I have found with the changing market in NH, that if a home is priced right -- it will sell in no time! It has taken a while for sellers come to terms with reality. I have heard from a couple of lenders, however, that their economists have identified "declining markets" throughout the US. This is going to have an impact on sub-prime borrows -- who no cannot qualify. Also, appraisals will be affected. Do any of our lender friends have some insight on how the identification of "declining markets" will impact real estate in 2007?
In my market(Poinciana Fl) right now, values are down 10-15% from last year same time. My prediction is we have another 10% to go. BUT values doubled from late 2004 to late 2005. So in reality if you bought a house in mid 2004 for $100,000 by the end of 2005 it was worth $200,000 and now it's worth $175,000. That's a 75% INCREASE in 2.5 years. Pretty darn good. A very good investment.
I can drive 15 miles and the numbers would be completely different. RE is very very local.
It is very localised. There are some markets that have always been "slow" as compared to other markets and hence they could be called stable markets for that area.
Judi Barrett
Our switchboard operators say they set up 147 showing appointments today.
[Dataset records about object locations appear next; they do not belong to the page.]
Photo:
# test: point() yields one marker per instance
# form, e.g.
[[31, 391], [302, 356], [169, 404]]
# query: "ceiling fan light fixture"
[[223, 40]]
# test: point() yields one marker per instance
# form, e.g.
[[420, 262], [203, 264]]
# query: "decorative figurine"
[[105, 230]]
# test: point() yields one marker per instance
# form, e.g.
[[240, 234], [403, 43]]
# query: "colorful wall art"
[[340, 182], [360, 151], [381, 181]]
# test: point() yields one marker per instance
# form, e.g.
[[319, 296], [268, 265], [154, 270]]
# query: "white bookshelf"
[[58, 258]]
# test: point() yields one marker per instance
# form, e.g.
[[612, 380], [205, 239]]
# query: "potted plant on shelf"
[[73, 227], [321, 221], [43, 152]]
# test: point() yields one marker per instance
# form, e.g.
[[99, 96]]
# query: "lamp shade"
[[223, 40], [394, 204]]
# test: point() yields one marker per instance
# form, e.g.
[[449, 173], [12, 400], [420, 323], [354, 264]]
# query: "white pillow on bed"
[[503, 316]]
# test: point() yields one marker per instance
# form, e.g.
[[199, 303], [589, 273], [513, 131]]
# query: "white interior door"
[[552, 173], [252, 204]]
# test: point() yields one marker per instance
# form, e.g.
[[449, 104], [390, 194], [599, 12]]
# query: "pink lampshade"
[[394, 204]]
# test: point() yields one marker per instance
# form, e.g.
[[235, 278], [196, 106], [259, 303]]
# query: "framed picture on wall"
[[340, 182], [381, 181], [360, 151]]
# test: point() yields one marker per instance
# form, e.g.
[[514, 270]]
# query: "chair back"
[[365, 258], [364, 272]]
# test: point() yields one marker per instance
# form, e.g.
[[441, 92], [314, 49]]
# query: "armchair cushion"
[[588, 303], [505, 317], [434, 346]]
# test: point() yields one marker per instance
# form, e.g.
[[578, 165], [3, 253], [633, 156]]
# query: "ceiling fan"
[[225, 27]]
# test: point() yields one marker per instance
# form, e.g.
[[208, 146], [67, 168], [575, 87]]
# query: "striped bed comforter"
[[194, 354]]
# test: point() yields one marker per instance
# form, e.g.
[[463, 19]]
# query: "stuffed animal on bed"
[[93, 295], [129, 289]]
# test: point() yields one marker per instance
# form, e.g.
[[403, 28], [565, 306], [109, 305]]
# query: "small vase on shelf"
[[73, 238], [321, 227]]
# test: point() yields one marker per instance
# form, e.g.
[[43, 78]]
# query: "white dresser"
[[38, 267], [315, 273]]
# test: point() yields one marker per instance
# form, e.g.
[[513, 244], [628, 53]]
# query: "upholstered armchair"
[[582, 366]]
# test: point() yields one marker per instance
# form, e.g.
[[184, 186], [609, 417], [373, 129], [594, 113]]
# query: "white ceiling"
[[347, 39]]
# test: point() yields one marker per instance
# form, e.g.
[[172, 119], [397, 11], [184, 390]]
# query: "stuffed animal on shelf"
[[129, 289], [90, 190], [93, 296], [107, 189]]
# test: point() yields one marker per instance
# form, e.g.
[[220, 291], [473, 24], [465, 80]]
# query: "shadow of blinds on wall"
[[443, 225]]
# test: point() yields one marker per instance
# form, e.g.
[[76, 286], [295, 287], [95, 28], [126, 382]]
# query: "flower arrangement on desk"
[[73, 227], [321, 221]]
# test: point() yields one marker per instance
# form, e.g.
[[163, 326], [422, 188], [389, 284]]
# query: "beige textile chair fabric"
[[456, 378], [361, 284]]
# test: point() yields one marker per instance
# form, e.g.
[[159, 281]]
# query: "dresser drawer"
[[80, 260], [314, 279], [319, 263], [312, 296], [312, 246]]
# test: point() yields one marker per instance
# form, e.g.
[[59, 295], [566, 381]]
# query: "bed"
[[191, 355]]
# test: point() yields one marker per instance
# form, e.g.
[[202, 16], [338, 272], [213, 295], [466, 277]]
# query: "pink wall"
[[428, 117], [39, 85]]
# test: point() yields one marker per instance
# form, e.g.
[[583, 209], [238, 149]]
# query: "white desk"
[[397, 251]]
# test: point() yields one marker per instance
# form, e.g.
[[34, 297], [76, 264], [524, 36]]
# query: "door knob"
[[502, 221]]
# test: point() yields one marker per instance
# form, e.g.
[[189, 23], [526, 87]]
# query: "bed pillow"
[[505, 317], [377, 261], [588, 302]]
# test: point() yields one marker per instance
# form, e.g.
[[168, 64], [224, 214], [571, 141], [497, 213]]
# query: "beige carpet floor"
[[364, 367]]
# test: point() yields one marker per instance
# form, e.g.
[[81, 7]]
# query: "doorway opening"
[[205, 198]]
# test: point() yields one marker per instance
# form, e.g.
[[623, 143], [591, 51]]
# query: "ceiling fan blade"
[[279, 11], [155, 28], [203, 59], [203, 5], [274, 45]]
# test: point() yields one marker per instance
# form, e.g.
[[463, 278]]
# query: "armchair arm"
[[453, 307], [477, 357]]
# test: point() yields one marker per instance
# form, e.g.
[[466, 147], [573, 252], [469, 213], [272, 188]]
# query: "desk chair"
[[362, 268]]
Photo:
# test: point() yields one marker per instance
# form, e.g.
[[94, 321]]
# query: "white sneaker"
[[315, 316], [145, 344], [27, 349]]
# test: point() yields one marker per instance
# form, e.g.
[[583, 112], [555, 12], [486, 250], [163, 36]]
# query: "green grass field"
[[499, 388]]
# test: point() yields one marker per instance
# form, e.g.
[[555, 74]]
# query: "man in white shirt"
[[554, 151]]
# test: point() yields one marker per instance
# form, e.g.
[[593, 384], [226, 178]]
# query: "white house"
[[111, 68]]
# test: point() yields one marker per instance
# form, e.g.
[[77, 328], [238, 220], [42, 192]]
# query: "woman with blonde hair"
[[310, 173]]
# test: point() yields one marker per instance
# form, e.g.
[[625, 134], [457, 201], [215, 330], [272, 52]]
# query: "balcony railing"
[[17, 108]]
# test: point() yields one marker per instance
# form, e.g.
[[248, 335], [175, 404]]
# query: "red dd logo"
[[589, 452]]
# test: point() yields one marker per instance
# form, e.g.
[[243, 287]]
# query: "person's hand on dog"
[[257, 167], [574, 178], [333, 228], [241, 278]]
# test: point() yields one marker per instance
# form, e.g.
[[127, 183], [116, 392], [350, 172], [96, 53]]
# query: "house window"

That doesn't sound too slow.
According to Mark Twain there are three kinds of lies: lies, darn lies and statistics...
G
Caleb, I guess a crystal ball won't help? lol. The buyers are coming out of the woodwork here in Cleveland. The unknown for me is whether Spring will once again bring a slew of new sellers. The traditional patterns could be out of whack, not sure but I guess I will find out. I agree with Leigh regarding who is moving. I'm convinced the first time homebuyer market will be strong. Short of that it's a crapshoot lol
What will I tell potential sellers? If you have to move, price it right and it will still sell. That may mean for less than you'd like but it will sell. For buyers? If you want a house there is great selection and you don't have to overpay. And if I am at a party and someone asks when is the market going to stop crashing? I'll go into all the details about why our market is slower but not dead.
The market is rebounding
At least here in NYC it is.
Yes, Caleb, consumers ARE looking for answers. That may be why there is increasing value in a Counsellor rather than a Broker.
It's areally about asking questions, as you've pointed out. Is the purchase a home for them to live in? An improvement in their lifestyle? A base that will make them happier and more successful in everything else that they do? It's not all about Return On Investment; it's not like buying in the stock market. I feel real estate is a good investment long term, especially here in Florida. If "life" happens and you need to sell at a particular time, then your investment may not be good; if you can wait for "better" times, it may be a good investment after all.
Caleb
Thank you do much for inclusing my post in yours. I am very flattered.